Service de Gynécologie-Obstétrique, hôpital Tenon, AP-HP, CancerEst, Université Pierre et Marie Curie, Paris VI, France.
BMC Cancer. 2010 Aug 30;10:465. doi: 10.1186/1471-2407-10-465.
Lymphadenectomy is debated in early stages endometrial cancer. Moreover, a new FIGO classification of endometrial cancer, merging stages IA and IB has been recently published. Therefore, the aims of the present study was to evaluate the relevance of the sentinel node (SN) procedure in women with endometrial cancer and to discuss whether the use of the 2009 FIGO classification could modify the indications for SN procedure.
Eighty-five patients with endometrial cancer underwent the SN procedure followed by pelvic lymphadenectomy. SNs were detected with a dual or single labelling method in 74 and 11 cases, respectively. All SNs were analysed by both H&E staining and immunohistochemistry. Presumed stage before surgery was assessed for all patients based on MR imaging features using the 1988 FIGO classification and the 2009 FIGO classification.
An SN was detected in 88.2% of cases (75/85 women). Among the fourteen patients with lymph node metastases one-half were detected by serial sectioning and immunohistochemical analysis. There were no false negative case. Using the 1988 FIGO classification and the 2009 FIGO classification, the correlation between preoperative MRI staging and final histology was moderate with Kappa = 0.24 and Kappa = 0.45, respectively. None of the patients with grade 1 endometrioid carcinoma on biopsy and IA 2009 FIGO stage on MR imaging exhibited positive SN. In patients with grade 2-3 endometrioid carcinoma and stage IA on MR imaging, the rate of positive SN reached 16.6% with an incidence of micrometastases of 50%.

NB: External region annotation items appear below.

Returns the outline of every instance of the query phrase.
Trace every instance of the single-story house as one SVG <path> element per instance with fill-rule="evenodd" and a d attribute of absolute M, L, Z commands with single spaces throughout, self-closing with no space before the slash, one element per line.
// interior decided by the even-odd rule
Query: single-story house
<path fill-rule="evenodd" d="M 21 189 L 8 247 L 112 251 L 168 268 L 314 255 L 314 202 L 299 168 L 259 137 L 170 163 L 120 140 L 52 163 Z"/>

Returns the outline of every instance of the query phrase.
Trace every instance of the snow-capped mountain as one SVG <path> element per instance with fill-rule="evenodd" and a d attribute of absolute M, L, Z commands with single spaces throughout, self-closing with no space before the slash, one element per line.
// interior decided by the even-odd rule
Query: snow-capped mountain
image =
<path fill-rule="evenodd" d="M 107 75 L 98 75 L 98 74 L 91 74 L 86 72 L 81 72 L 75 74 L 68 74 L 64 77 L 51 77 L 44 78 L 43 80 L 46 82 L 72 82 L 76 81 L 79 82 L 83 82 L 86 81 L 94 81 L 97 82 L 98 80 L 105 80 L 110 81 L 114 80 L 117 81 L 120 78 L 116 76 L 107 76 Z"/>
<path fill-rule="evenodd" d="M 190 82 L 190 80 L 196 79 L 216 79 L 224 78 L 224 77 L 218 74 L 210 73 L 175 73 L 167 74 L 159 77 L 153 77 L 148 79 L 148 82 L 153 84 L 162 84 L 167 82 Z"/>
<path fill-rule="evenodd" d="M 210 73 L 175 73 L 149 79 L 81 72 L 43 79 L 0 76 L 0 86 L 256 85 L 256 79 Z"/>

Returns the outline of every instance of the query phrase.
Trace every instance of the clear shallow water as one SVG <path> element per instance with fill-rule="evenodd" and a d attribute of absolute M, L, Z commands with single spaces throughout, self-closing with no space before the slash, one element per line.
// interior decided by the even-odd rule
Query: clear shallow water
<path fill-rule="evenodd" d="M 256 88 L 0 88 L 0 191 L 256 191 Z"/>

The present study suggests that sentinel node biopsy is an adequate technique to evaluate lymph node status. The use of the 2009 FIGO classification increases the accuracy of MR imaging to stage patients with early stages of endometrial cancer and contributes to clarify the indication of SN biopsy according to tumour grade and histological type.
在早期子宫内膜癌中,淋巴结切除术存在争议。此外,最近发布了一种新的FIGO 子宫内膜癌分类,将 IA 期和 IB 期合并。因此,本研究旨在评估前哨淋巴结(SN)在子宫内膜癌患者中的相关性,并讨论 2009 FIGO 分类的使用是否会改变 SN 术的适应证。
85 例子宫内膜癌患者行 SN 术联合盆腔淋巴结切除术。74 例和 11 例患者分别采用双标记和单标记法检测 SN。所有 SN 均采用 H&E 染色和免疫组化法进行分析。所有患者均根据 MR 成像特征采用 1988 FIGO 分类和 2009 FIGO 分类进行术前评估。
88.2%(75/85 例)患者检测到 SN。14 例淋巴结转移患者中,半数通过连续切片和免疫组化分析检测到。无一例假阴性病例。使用 1988 FIGO 分类和 2009 FIGO 分类,术前 MRI 分期与最终组织学之间的相关性中等,Kappa 值分别为 0.24 和 0.45。活检为 1 级子宫内膜样癌且 MR 成像为 IA 2009 FIGO 期的患者无一例 SN 阳性。MR 成像为 2-3 级子宫内膜样癌且 IA 期的患者中,SN 阳性率为 16.6%,微转移率为 50%。
本研究表明 SN 活检是评估淋巴结状态的一种充分技术。2009 FIGO 分类的使用提高了 MR 成像分期早期子宫内膜癌患者的准确性,并有助于根据肿瘤分级和组织学类型明确 SN 活检的适应证。